- Under the hood, we are leveraging the Elastic Search Spark Connector
The following hive table points to an elastic search Index
CREATE EXTERNAL TABLE IF NOT EXISTS pcatalog.sampleESTable
(
`data` string COMMENT 'from deserializer'
)
LOCATION '/tmp/pcatalog/sampleESTable'
TBLPROPERTIES (
'gimel.storage.type' = 'ELASTICSEARCH',
'es.index.auto.create'='true',
'es.nodes'='http://es_node',
'es.port'='8080',
'es.resource'='sampleESTable_index/data'
)
Property | Mandatory? | Description | Example | Default |
---|---|---|---|---|
es.nodes | Y | ES host | Elastic search host | http://localhost |
es.port | Y | ES Port | the ES service port | 8080 |
es.resource | Y | the index and type | sampleESTable_index/data |
import com.paypal.gimel._
import org.apache.spark._
import org.apache.spark.rdd.RDD
import org.apache.spark.sql._
import spray.json._
import spray.json.DefaultJsonProtocol._
def stringed(n: Int) = s"""{"id": ${n},"name": "MAC-${n}", "address": "MAC-${n+1}", "age": "${n+1}", "company": "MAC-${n}", "designation": "MAC-${n}", "salary": "${n * 10000}" }"""
val numberOfRows=10000
val texts: Seq[String] = (1 to numberOfRows).map { x => stringed(x) }.toSeq
val rdd: RDD[String] = sparkSession.sparkContext.parallelize(texts)

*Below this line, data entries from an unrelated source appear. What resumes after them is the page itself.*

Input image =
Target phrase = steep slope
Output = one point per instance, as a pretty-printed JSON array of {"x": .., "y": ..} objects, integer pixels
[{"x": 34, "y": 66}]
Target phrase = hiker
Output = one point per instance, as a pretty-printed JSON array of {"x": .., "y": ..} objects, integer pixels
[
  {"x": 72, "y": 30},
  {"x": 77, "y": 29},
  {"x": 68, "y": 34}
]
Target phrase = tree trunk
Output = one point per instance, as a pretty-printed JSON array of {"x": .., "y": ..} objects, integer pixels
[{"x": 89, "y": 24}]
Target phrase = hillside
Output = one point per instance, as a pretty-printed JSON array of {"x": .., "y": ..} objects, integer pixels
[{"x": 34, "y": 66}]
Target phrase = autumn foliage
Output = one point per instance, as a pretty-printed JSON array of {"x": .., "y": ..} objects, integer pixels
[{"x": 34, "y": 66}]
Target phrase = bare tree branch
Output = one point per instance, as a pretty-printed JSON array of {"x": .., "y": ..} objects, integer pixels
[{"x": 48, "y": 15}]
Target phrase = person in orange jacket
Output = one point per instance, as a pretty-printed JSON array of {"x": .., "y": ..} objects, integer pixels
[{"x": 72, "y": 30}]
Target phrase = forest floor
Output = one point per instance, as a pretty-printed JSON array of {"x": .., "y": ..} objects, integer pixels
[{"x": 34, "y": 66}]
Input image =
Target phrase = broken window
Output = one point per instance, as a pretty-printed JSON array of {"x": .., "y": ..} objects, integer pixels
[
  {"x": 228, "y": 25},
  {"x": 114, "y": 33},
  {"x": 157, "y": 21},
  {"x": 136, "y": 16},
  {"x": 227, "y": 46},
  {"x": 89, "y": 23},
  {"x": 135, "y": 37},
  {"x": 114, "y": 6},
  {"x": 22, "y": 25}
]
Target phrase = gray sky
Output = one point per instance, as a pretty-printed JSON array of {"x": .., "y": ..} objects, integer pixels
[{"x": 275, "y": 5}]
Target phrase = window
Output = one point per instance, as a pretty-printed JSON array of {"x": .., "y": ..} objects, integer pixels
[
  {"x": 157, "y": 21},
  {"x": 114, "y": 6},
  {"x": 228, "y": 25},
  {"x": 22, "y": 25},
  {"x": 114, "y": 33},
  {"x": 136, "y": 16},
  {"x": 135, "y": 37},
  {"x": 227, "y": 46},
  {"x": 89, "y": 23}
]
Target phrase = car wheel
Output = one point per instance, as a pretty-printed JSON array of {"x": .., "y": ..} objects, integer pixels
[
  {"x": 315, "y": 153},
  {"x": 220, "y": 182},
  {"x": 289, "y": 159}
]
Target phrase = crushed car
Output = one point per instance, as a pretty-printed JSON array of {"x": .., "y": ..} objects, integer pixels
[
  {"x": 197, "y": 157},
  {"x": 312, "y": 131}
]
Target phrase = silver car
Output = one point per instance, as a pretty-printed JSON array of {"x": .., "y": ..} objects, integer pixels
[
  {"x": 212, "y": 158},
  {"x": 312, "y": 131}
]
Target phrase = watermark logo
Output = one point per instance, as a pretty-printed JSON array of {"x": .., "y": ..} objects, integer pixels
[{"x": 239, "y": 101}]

val dataFrameToWrite: DataFrame = sparkSession.read.json(rdd)
dataFrameToWrite.show
val dataSet: DataSet = DataSet(sparkSession)
val dataFrameWritten = dataSet.write("pcatalog.sampleESTable",dataFrameToWrite)
val dataSet = DataSet(sc)
val options: Map[String, String] = Map("gimel.es.index.partition.suffix"->"20170602")
val json3 = s"""{"name" : "abcd", "age" : "28","gender":"m"}"""
val json4 = s"""{"name" : "efgh", "age" : "28","gender":"m"}"""
val rdd1 = sc.parallelize(Seq(json3,json4))
val df1 = sparkSession.read.json(rdd1)
val res = dataSet.write("pcatalog.sampleESTable",df1,options)
val dataFrameRead = dataSet.read("pcatalog.sampleESTable")
dataFrameRead.show
val options: Map[String, String] = Map("gimel.es.index.partition.isEnabled"->"true","gimel.es.index.partition.delimiter"->"_","gimel.es.index.partition.suffix"->"20170602,20170603")
val res1 = dataSet.read("pcatalog.sampleESTable",options)
res1.show
val options: Map[String, String] = Map("gimel.es.index.partition.isEnabled"->"true","gimel.es.index.partition.delimiter"->"_","gimel.es.index.partition.suffix"->"*","gimel.es.index.read.all.partitions.isEnabled"->"true")
val res1 = dataSet.read("pcatalog.sampleESTable",options)
res1.show